Conti held a hearing on Wednesday on the government's motion to dismiss the lawsuit.
Bradley Humphreys, a Justice Department lawyer, argued that Conti should dismiss the college's claims because the government has agreed not to enforce the regulations against religious nonprofit employers while it rewrites the regulation.
“It's hard to see how Geneva College is being injured by regulations that aren't being enforced,” he said.
He argued that the judge should dismiss the private, for-profit companies' claims because the case law is clear that for-profit businesses can't exercise religion and their owners can't use their religion to exempt themselves from labor laws.

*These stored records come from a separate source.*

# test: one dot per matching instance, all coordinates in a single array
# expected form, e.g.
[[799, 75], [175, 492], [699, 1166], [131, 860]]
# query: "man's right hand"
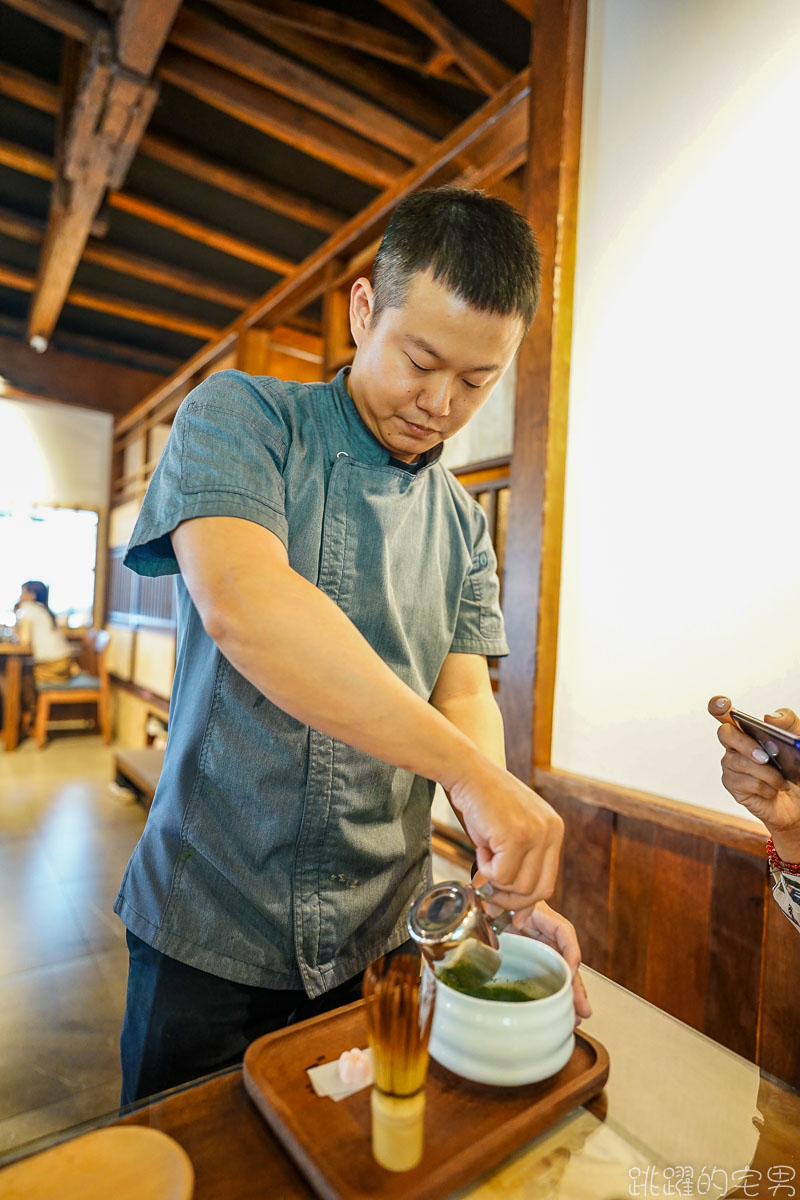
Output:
[[755, 783], [517, 835]]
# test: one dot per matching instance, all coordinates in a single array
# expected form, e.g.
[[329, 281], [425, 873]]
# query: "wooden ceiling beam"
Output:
[[96, 348], [38, 94], [196, 231], [293, 293], [524, 7], [361, 72], [143, 315], [173, 277], [29, 162], [325, 25], [72, 378], [238, 183], [28, 89], [68, 18], [268, 69], [142, 30], [282, 119], [12, 225], [155, 214], [487, 72], [334, 27], [106, 106]]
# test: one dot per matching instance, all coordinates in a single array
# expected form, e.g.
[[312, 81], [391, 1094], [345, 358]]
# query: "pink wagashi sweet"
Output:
[[355, 1067]]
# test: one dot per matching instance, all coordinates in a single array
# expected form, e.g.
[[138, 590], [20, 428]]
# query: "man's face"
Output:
[[422, 370]]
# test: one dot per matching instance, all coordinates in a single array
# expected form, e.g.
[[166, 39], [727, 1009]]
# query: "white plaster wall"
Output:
[[681, 574], [54, 455]]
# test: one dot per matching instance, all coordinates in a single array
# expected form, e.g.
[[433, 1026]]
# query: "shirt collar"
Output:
[[360, 438]]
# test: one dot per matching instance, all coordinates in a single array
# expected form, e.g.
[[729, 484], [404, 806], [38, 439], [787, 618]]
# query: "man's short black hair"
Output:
[[477, 246]]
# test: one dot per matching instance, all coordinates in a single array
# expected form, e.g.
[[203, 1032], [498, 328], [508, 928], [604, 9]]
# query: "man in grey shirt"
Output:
[[337, 599]]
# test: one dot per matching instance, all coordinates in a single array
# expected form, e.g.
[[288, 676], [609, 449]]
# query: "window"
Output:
[[58, 546]]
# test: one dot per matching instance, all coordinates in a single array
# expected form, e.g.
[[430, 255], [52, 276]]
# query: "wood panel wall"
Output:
[[674, 903]]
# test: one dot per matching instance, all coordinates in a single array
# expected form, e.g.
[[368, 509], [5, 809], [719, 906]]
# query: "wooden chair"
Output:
[[82, 689]]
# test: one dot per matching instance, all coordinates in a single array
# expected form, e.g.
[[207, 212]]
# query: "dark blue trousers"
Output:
[[181, 1023]]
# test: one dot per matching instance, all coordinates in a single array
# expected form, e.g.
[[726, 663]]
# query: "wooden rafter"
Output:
[[335, 27], [282, 119], [173, 277], [72, 378], [68, 18], [42, 95], [537, 466], [143, 315], [28, 89], [156, 214], [106, 105], [29, 162], [210, 40], [482, 67], [307, 280], [360, 71], [196, 231], [239, 183], [95, 347], [524, 7], [13, 225]]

Matt Bowman, a lawyer with the Alliance Defense Fund, argued that case law supports the right of for-profit employers to exercise religion. The fund, a conservative Christian group, is representing the college and other plaintiffs in the lawsuit.
He said the college has standing to challenge the law for several reasons, one of which is the government's uncertainty about if or when the college would have to comply with the mandate.
“(The government) can't show that it would be absolutely clear that Geneva College's conscience would be protected,” Bowman said.
Bowman and Humphreys weren't certain whether the college qualifies for the grandfather clause or whether the judge has the authority to declare that it is covered.
Conti took the motion under advisement and ordered both sides to submit briefs before Dec. 3.